L’image de la minuscule caméra dans l’arbre s’afficha sur un écran de la salle de contrôle. Hanley aperçut Cabrillo qui poussait un chariot contenant plusieurs caisses de haut-parleurs sur la pelouse. Ross venait de croiser Huxley et elle s’apprêtait à rentrer sous la tente. Murphy émergea d’une tente. Comme s’il avait reçu un signal, il se tourna vers l’arbre en souriant.

— Larry, fit Hanley, c’est tout bon.

Larry King était le membre de la Corporation caché dans l’arbre. Il ajusta son fusil de sniper puis appuya sur son petit micro-cravate pour répondre.

— Comment ça se passe, chef ?

— Bien, répondit Hanley. Vous tenez le coup ?
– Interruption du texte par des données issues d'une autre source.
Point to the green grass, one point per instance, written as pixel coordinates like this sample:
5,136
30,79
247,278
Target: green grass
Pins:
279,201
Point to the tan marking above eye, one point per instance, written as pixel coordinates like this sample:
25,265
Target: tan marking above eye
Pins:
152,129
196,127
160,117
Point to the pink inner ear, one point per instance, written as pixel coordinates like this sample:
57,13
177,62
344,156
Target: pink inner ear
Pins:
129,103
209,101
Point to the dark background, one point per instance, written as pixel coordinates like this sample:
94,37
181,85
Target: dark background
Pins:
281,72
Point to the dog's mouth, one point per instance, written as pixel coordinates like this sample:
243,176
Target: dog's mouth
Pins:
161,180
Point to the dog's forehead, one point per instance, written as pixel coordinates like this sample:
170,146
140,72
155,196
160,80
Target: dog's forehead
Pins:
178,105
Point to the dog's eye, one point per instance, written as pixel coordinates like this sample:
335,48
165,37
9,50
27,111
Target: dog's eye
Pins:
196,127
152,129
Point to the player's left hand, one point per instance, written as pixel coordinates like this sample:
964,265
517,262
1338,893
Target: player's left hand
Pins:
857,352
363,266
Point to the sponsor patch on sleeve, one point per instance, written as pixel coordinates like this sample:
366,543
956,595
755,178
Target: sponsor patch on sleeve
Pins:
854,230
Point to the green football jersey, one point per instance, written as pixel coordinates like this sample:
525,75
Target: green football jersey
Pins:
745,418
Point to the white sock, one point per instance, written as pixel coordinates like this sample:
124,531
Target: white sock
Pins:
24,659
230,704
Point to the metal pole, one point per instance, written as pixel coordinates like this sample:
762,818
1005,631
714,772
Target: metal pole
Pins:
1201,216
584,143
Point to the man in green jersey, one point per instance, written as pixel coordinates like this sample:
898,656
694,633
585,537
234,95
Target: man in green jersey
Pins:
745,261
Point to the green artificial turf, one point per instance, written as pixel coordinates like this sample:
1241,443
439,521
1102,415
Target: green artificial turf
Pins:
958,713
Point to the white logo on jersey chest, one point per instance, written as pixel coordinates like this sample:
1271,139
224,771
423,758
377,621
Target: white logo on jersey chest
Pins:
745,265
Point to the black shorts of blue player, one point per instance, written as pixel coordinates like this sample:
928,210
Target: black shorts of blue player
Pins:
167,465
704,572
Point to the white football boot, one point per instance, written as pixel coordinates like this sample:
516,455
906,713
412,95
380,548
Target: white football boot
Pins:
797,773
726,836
King avait été obligé de prendre place vers trois heures du matin. Il était sur son perchoir depuis plus de douze heures et il devrait sans doute y rester encore presque aussi longtemps.

— J’ai tenu six jours une fois en Indonésie, dit King. Alors là, c’est du gâteau.

— Avez-vous fait vos réglages ? demanda Hanley, qui connaissait d’avance la réponse.

— Des centaines de fois, chef, répondit King en chassant une mouche posée sur son bras.

King était un sniper entraîné de l’armée américaine. Si Hanley lui en donnait l’ordre, il pouvait tirer une douzaine de coups de feu en moins de temps qu’il n’en faut pour éternuer. Hanley espérait qu’on n’en arriverait pas là, mais si un membre de l’équipe était en danger et qu’il n’y avait pas d’autre choix, c’était King qui résoudrait le problème.

— Tenez-vous prêt, Larry, dit Hanley. On vous appellera si on a besoin de vous.

— Bien reçu, dit Larry en continuant à étudier le jardin à travers sa lunette.

— Essayez l’intérieur de la tente, ordonna Hanley.

L’image de la caméra installée dans le clavier de Juan Cabrillo s’afficha, légèrement excentrée.

— Juan, fit Hanley.

Cabrillo contournait la tente en poussant son chariot, mais il entendit Hanley dans son oreillette.

— Il faudrait que tu déplaces ton clavier légèrement sur la droite pour que nous ayons la partie gauche de la tente à l’image.

Cabrillo acquiesça d’un léger signe de tête.

— Allons à la fourgonnette, demanda Hanley.

Sur un dernier écran séparé en deux, s’affichèrent les deux images des caméras attachées aux rétroviseurs de la camionnette, qui donnaient une assez bonne vue du devant de la maison. Lincoln sortait un carton du coffre.

— Frankie, appela Hanley.

Franklin Lincoln s’approcha d’un rétroviseur comme s’il voulait se recoiffer.

— Essaie de laisser la camionnette ici, dit Hanley. Vous avez eu de la chance, elle est garée à un endroit qui nous donne une bonne vue d’ensemble.

Lincoln fit un signe d’assentiment en direction du rétro.

— OK les gars, dit Hanley aux opérateurs, nous sommes leurs yeux et leurs oreilles, alors restez sur vos gardes.